Question about Computer Languages

I see many references to particular programming languages when I look over bug bounty materials and tutorials. I understand that one doesn’t have to master any particular language to get started in hunting for bugs, but it seems that familiarity with programming concepts and logic is important (as well as being able to read some code). With that said, what are the top 3 languages that would be most helpful to understand well to make strides towards becoming a better bug hunter?


Hi @vectorNull.

Usually, web applications use different languages. If you have to learn one language for web bug hunting, I will suggest Javascript, because all web applications rely on it for the client side code.
Based on what I have seen when testing, these languages may be useful to learn: Java (never spent enough time learning about it, but I see it in many applications), NodeJS/Javascript, Ruby/Ruby-On-Rails, Python/Django/Flask, .Net (never spent time learning about it and I’m not sure it’s called .Net, but I’m referring to extensions like .aspx, .asp, etc.), and Go.
Sorry, you asked for top 3, but it’s difficult to make a top 3 list for me at least.

Anyway, there are a lot of hunters who can’t write code or understand it and find a lot of bugs. I guess it’s because when participating in bug bounty programs you are not provided with the application source code.
So, it’s not a requirement to learn programming languages. If you do it, you may have an advantage.
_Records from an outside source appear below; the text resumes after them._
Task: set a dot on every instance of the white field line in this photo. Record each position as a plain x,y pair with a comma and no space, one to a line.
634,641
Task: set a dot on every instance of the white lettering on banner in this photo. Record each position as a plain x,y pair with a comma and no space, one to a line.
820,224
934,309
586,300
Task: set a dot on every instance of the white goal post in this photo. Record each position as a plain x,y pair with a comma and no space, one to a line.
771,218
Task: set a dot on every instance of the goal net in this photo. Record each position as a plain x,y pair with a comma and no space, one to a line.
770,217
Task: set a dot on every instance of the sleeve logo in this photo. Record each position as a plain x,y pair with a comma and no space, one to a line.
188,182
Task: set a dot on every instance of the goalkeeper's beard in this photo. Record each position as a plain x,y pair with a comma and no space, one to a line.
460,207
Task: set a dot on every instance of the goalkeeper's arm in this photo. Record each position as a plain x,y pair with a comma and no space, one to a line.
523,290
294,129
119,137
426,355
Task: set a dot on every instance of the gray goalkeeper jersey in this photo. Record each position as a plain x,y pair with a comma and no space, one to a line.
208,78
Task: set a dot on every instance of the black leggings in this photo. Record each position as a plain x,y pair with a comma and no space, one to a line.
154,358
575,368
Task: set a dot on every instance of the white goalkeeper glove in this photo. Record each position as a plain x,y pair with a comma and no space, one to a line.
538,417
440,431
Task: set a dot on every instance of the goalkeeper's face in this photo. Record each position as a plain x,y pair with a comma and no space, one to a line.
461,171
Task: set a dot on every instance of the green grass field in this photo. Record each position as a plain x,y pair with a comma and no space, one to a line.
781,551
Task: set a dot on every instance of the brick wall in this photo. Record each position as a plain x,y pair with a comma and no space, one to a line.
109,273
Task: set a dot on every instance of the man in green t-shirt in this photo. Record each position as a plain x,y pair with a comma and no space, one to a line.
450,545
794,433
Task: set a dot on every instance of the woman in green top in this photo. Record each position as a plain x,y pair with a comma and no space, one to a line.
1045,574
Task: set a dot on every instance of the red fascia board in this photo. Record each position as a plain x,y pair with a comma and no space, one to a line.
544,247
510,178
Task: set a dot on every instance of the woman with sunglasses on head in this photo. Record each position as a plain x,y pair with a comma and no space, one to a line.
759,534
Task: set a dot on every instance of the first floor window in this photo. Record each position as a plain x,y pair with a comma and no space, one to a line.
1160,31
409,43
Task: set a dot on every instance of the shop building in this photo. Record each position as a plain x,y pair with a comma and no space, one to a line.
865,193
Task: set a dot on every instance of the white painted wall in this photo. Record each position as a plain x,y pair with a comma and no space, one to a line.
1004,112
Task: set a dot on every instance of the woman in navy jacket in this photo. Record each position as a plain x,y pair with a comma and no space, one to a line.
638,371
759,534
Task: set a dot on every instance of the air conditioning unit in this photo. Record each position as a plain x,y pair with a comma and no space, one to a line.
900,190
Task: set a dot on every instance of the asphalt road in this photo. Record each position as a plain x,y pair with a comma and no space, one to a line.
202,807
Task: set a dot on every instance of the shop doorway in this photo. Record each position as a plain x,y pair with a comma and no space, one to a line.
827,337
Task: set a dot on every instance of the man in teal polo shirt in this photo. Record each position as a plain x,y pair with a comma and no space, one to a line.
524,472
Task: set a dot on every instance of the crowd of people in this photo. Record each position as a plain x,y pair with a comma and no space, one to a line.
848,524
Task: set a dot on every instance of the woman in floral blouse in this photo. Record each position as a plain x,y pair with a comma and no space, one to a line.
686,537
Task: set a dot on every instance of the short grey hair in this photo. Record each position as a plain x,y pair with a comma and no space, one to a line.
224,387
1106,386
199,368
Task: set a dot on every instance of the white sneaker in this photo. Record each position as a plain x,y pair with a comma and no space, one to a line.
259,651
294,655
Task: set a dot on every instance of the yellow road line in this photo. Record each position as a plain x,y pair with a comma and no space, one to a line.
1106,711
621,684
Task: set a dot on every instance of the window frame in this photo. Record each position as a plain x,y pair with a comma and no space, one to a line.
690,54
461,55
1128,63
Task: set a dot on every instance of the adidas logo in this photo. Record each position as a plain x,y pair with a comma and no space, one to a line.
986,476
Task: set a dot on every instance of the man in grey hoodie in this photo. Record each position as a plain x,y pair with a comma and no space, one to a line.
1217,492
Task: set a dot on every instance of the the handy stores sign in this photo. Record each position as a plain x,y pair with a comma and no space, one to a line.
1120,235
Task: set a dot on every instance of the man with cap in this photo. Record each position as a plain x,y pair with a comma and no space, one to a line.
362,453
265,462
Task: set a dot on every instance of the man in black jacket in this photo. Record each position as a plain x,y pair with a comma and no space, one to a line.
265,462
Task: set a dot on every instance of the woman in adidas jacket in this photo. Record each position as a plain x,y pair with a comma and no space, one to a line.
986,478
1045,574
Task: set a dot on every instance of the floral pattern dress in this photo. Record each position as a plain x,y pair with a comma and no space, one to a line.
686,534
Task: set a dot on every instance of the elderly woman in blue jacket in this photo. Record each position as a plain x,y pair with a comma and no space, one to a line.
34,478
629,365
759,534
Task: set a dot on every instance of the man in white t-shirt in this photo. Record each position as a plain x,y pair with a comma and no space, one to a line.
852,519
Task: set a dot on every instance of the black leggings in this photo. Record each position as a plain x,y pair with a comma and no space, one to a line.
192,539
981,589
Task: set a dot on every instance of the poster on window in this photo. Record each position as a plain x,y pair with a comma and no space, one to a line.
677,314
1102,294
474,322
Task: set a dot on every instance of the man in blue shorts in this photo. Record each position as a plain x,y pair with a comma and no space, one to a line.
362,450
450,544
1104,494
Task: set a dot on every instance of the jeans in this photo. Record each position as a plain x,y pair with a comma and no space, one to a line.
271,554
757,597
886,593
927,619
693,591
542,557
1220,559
@stefanofinding Thanks for responding. What about SQL? Or any of the numerous server-side languages? I’m asking because I find many attack code examples. They say, “Just type this in and see if it works.” But very few explain what exactly is going on. I really don’t want to be the guy that just fires off some exploit hoping that it will work. I want to understand what’s going on behind the scenes.

1 Like

@vectorNull You are welcome. All the languages I mentioned are server-side languages. I never considered SQL a programming language, but it seems to be categorized that way :sweat_smile:. SQL is useful too. Also, learning about Mongodb and things like that could be useful too.
I like that approach, that’s what I like to do too.

1 Like

A bug hunter program is a deal offered by many websites, organizations and software developers by which individuals can receive recognition and compensation for reporting bugs, especially those pertaining to exploits and vulnerabilities. The top languages are Python, IoT, Javascript, NodeJS, Net, Angular Js, PHP, etc. There are a lot of hunters who can’t write code or understand it and find a lot of bugs.